Interesting. I've used this same file for a test on: - I7-7920HQ, MacOS Rust ver...

cb321 · on Oct 18, 2020

Cool. And, yeah..mmap()ing the whole file would also auto-reject non-regular files at the OS layer fixing that TOCTTOU issue..I almost did that, but I'm sure there are various other tricks, too.

I mostly thought Nim deserved to be seen and then it happened to also be faster..perhaps giving folks a slight Bayesian update on presumptions of performance. :-)

Measter · on Oct 19, 2020

Would you be willing to test my implementation[0] also? It'd be interesting to see the overhead of the (overkill) string normalization I do, along with the much reduced pressure on the allocator compared to yours.

[0] https://gist.github.com/Measter/e2e287ee21311d34ea8eb8cd9d57...

cb321 · on Oct 19, 2020

Well, I got 93 ms on the same Tale Of Two Cities file, 2x slower than dga's version and 18x slower than my last 5.0 ms Nim version (done to properly avoid hanging forever if someone does a "mknod foo.txt p") mentioned elsewhere in this thread ( https://news.ycombinator.com/item?id=24822429).

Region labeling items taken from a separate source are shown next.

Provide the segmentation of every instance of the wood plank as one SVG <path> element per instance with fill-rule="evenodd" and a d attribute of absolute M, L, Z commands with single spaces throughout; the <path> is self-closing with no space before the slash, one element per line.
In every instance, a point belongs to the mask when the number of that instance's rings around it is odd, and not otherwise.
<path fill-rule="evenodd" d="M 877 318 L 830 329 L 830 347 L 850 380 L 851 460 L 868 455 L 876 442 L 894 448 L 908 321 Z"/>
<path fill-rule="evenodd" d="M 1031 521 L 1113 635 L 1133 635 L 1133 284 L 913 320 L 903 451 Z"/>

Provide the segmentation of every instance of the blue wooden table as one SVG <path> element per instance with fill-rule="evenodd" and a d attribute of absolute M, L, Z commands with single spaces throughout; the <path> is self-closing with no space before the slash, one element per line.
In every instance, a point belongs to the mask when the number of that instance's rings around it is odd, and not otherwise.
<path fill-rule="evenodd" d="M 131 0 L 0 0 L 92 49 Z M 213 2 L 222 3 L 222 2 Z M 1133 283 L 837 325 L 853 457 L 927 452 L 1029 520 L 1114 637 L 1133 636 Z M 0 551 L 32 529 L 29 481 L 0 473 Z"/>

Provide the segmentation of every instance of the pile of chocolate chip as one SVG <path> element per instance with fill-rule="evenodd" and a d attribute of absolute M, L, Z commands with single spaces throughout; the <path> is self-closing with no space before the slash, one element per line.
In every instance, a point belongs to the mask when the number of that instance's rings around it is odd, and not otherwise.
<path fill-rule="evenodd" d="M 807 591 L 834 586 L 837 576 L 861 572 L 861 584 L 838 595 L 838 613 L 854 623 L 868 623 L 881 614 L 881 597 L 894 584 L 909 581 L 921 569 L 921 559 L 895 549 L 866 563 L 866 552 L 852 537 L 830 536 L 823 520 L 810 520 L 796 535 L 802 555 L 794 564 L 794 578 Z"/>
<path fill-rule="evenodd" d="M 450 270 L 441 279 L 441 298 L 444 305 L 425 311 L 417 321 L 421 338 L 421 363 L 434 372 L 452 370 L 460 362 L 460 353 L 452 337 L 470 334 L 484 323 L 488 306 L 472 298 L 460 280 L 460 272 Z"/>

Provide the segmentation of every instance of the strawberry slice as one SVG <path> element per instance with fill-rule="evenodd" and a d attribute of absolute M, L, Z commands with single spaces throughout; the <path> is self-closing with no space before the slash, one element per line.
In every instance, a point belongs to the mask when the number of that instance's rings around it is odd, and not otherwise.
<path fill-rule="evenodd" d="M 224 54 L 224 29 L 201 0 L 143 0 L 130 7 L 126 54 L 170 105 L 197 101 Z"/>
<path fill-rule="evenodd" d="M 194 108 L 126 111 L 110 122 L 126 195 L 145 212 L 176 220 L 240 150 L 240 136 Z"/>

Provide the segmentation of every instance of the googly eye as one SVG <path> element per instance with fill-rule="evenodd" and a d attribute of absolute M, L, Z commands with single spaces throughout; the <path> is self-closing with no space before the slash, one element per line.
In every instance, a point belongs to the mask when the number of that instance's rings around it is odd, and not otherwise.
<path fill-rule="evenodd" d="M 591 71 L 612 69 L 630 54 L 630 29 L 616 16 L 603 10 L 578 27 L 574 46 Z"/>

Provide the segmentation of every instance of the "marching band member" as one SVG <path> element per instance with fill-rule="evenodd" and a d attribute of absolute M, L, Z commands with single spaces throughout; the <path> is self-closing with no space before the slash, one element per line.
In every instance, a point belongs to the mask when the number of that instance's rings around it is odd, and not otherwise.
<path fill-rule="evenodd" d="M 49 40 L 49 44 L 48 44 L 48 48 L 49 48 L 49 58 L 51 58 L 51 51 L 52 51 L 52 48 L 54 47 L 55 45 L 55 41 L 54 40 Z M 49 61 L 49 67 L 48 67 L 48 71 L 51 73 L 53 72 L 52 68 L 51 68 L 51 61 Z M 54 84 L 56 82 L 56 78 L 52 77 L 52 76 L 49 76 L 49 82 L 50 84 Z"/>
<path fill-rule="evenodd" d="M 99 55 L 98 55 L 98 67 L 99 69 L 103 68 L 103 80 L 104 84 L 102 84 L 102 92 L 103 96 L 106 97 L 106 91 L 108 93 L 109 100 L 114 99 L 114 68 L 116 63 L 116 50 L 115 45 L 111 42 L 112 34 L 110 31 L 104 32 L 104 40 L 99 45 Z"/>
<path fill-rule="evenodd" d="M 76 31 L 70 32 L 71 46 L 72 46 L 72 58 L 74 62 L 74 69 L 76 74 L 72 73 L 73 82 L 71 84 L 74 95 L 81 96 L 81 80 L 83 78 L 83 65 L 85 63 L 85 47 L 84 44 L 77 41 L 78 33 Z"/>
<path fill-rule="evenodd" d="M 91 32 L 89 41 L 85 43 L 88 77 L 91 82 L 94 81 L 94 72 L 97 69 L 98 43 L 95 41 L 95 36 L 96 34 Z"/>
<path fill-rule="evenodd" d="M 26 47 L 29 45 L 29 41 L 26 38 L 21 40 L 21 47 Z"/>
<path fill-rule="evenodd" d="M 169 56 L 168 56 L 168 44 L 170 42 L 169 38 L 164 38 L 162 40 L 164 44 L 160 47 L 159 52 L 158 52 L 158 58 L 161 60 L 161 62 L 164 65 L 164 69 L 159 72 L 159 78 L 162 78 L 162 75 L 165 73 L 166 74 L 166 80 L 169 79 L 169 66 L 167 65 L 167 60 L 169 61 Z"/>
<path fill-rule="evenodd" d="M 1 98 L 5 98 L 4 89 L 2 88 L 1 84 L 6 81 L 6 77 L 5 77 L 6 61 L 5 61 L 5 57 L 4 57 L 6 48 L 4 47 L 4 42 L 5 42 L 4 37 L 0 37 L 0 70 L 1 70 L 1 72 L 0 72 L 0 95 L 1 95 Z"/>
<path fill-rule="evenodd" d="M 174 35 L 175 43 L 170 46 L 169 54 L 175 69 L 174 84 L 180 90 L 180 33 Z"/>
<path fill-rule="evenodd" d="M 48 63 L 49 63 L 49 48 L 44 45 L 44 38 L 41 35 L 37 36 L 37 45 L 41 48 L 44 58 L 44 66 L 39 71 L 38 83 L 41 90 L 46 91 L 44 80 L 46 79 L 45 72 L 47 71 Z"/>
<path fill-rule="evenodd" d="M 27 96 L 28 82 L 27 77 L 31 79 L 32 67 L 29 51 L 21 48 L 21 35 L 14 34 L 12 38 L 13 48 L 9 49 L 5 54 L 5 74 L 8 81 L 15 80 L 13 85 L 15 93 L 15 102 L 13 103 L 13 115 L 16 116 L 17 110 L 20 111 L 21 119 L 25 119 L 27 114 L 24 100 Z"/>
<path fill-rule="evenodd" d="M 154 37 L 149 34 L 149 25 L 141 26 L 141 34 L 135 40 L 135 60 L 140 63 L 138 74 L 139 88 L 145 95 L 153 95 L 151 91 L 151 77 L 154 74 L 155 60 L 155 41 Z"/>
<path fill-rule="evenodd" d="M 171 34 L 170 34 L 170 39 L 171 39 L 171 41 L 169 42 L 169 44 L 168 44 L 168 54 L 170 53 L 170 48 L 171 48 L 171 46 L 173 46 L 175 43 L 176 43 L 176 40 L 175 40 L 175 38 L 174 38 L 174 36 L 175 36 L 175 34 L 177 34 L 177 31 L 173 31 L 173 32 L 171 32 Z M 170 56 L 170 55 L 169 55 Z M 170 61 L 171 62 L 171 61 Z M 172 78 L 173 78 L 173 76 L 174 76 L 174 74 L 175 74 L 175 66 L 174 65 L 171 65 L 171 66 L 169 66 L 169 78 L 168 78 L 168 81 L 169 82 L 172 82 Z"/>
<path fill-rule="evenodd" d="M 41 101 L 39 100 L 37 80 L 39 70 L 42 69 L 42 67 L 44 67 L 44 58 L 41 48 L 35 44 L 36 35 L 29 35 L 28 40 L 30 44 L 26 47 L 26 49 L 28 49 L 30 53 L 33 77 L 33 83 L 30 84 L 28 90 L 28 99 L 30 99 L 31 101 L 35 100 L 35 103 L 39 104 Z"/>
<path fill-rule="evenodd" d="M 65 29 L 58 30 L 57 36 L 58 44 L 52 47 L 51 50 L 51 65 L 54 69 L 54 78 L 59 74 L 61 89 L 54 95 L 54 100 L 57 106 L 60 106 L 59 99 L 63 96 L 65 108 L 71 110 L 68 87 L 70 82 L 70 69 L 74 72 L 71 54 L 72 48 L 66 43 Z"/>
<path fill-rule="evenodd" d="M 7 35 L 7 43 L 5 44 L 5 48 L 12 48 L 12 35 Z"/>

Really, though, all the code for all 6 versions (two Nim, one C, two Rust, one C++) as well as the input file is available to all. So, you should/could double check yourself. As dga mentions in his updated blog there is a lot of compiler/CPU sensitivity.

Measter · on Oct 19, 2020

Huh... that's actually faster than I expected. I figured that the normalization processing overhead would be higher than that.